Virginia 5th District

Rep. Tom Perriello (D)


Southside Virginia is a geographic name that for years was shorthand for a state of mind. Located here is Appomattox Court House, in the serene little hamlet where Robert E. Lee surrendered to his one-time subordinate Ulysses S. Grant; and also Danville, where the tobacco auction originated in 1858. In Prince Edward County, Democratic Sen. Harry Byrd’s massive resistance to a federal court desegregation order shut down public schools in 1957. The eastern counties are flat and humid—frontier in the late colonial period, plantation country by 1800, and now peanut fields and pine forests. Along U.S. 58 are the vestiges of Virginia’s Tobacco Road, and in South Hill the Tobacco Farm Life Museum pays tribute to that heritage, though only one tobacco warehouse is still in business. To the west, into the Piedmont, the land gradually gets more hilly.

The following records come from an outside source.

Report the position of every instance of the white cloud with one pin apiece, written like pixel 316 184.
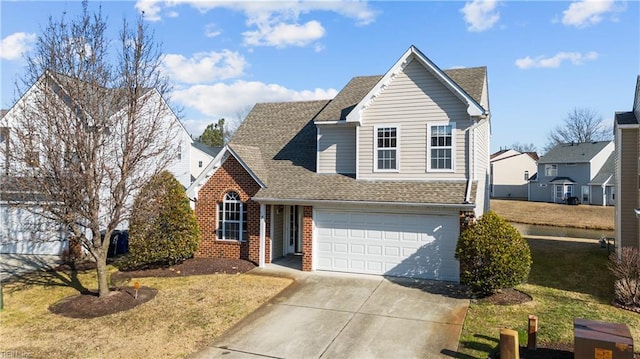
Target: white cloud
pixel 480 15
pixel 590 12
pixel 150 8
pixel 223 100
pixel 555 61
pixel 272 23
pixel 283 35
pixel 211 30
pixel 204 67
pixel 13 46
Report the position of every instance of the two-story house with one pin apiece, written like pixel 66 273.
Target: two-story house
pixel 569 170
pixel 377 180
pixel 510 173
pixel 22 229
pixel 627 167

There is a D-Day Memorial in Bedford, which lost more men per capita, 23 of its 35 soldiers, in the Normandy invasion than any other town in the nation. Nearby are the abandoned textile mills and furniture factories of Danville and Martinsville, with Virginia’s highest unemployment. Their economy is on the rebound with an IKEA furniture factory, the nation’s largest indoor fish farm called Blue Ridge Aquaculture, and biofuel and wind energy research centers financed by the state’s tobacco settlement money.

2008 Presidential Vote
McCain 164,874 (51%)
Obama 157,362 (48%)
Cook Partisan Voting Index
R+ 5

Other new influences are taking root in Southside Virginia. Metro Richmond is reaching out and rural counties have sprouted subdivisions and shopping centers. Charlottesville, once a tiny town centered on Thomas Jefferson’s lawn at the University of Virginia, and surrounding Albemarle County have attracted new residents to the college town atmosphere and the beauty of the rolling hills of the Piedmont. A half century ago, the politics of Southside were Democratic and segregationist, run by chain-smoking local bankers and courthouse lawyers. But they are long gone. UVA’s Board of Visitors voted in 2007 to apologize for its treatment of slaves.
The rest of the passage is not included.